少师剑锋隔开了单孤刀的剑,进而拂过虚空。
两柄剑共同划过一个圆弧,剑尖所过之处,次第绽开数朵若有若无、莹莹生光的青莲,在风雪中缓缓旋绽,又悄然消散。
“那是……剑气外化?!”
旁观人群中响起数道抽气之声。连杨昀春也瞳孔微缩——剑气凝形至此,非内力深厚精纯者不可为。
可李莲花的内力早已枯竭……不会是回光返照?!!
方多病望着空中徐徐消散的莲花虚影,忽然察觉不对,又急急扭头,将目光投回李莲花身上——
他面色原本苍白如纸,不知何时竟泛起了一层温润的淡红,气息仍轻,却悠长平稳。
方多病判断不出,下意识偏头看了一眼师娘——见叶灼面露欣然,他才确信李莲花是真的无事。
可他的内力从哪儿来的?
只有单孤刀知道——那不是李莲花的内力,而是他的内力!
此等超越武学常识的事居然发生了!
他灌注于剑中的的毕生功力,竟像是被李莲花那点零星内力点燃,然后被其浸染,与之汇流,再焕发生机——李莲花所用的功法与剑魔的化功大法显然同出一脉,但他使来并非掠夺,也不是腐蚀,而是在对手的内力上生长……
明明是邪术,为何他使来仿佛正义凛然!
一种难以言喻的恐惧自两剑交汇处传来——那是一种他完全无法理解的剑意,是红尘烟火,万物生长,是扬州慢催生出的、与天地共鸣的勃勃生机。
李莲花终于抬眼望向单孤刀。
这一眼很漫长。
里面有十年江湖飘摇,半生恩怨辗转,和这一路剑光照亮的、所有来不及说清的从前。
单孤刀看见李莲花眼底映出自己披头散发、状若鬼魅的模样,脸上的疯狂与狞笑彻底僵住,化为极致的惊愕与茫然。
李莲花同样在单孤刀眼里看到了映出的他自己。
素衣静立,眉目平和,眼中无恨无怒,亦无悲无喜,只有一片澄澈见底的坦然。
而后,李莲花手腕轻轻一振,少师剑划过一个弧线,缓缓归入剑鞘。
而单孤刀手中的剑亦被残余气劲牵引着,先是低垂,进而悄无声息地滑回鞘中,仿佛倦鸟知还。
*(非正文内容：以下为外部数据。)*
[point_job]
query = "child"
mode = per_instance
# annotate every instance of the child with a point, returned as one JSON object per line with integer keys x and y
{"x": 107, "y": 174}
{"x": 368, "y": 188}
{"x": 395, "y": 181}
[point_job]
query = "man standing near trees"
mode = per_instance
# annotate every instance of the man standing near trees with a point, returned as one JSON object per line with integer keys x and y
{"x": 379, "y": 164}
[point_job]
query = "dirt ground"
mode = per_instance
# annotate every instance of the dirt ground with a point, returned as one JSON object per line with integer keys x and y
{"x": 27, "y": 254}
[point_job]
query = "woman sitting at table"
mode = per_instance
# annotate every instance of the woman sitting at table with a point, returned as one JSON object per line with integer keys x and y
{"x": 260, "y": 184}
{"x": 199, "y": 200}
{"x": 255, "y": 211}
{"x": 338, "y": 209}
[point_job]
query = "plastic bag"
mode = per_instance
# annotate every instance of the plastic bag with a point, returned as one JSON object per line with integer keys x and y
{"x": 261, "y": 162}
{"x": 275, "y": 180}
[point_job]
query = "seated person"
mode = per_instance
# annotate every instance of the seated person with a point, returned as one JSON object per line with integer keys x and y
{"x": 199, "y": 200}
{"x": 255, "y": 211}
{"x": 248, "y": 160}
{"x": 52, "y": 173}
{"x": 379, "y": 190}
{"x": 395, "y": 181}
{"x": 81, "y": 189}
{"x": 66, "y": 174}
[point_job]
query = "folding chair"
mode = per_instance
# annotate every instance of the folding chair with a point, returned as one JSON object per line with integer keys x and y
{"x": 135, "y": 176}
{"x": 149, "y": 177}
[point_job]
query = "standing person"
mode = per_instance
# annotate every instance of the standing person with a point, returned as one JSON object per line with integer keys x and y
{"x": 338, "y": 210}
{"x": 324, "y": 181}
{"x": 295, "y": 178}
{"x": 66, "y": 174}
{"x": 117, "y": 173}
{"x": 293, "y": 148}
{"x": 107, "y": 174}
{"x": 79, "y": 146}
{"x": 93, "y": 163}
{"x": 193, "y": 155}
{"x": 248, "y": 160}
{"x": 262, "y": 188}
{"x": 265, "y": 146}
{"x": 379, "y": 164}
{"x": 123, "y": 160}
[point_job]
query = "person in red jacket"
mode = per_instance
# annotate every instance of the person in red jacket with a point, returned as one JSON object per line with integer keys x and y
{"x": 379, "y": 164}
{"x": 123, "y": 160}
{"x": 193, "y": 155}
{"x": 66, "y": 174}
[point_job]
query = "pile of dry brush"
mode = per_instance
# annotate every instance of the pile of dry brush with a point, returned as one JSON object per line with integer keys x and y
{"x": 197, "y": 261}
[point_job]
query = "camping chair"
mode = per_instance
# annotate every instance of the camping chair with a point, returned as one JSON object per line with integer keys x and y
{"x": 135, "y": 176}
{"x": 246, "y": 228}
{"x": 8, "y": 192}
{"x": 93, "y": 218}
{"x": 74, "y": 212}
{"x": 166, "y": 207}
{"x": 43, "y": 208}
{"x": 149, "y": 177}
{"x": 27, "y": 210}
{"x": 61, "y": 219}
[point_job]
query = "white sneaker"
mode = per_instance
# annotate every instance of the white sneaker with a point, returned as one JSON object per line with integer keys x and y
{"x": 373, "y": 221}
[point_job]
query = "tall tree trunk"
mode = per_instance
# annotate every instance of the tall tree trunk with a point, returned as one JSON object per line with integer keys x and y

单孤刀仍保持着前劈的姿势,僵立着自空中落下,双足踏地时竟未激起半点雪尘。
他像一尊突然失去所有牵引的木偶,只剩下空荡荡的躯壳立在风中。
许久,他才缓缓低头,看向自己空空如也的双手。
十星一刀斩的最后一招,是同归于尽。
而李莲花的最后一招,只是收剑。
那一身汹涌澎湃的内力,从师父那强夺而来的、和他自己苦练的,此刻都已荡然无存。
不是被击散,只是化作微风,复归天地。
——李相夷以这般方式,将师父的功力还给了山河。
呵,李相夷。
单孤刀抬头看向这个永远耀眼、永远清高、永远众星捧月的师弟。
风雪拂过那人衣角,朦胧月色笼罩着他,不似世间人。
光从来只照在你身上。
他想。
“师兄。”李莲花轻声道,声音里没有胜利者的得意,只有一丝淡淡的悲悯。
“李相夷,呵——”单孤刀扯动嘴角,想冷笑,却发现自己连笑的力气都像被抽空了。
“师兄。”李莲花又喊了一声,平淡却郑重,截住了单孤刀的话头。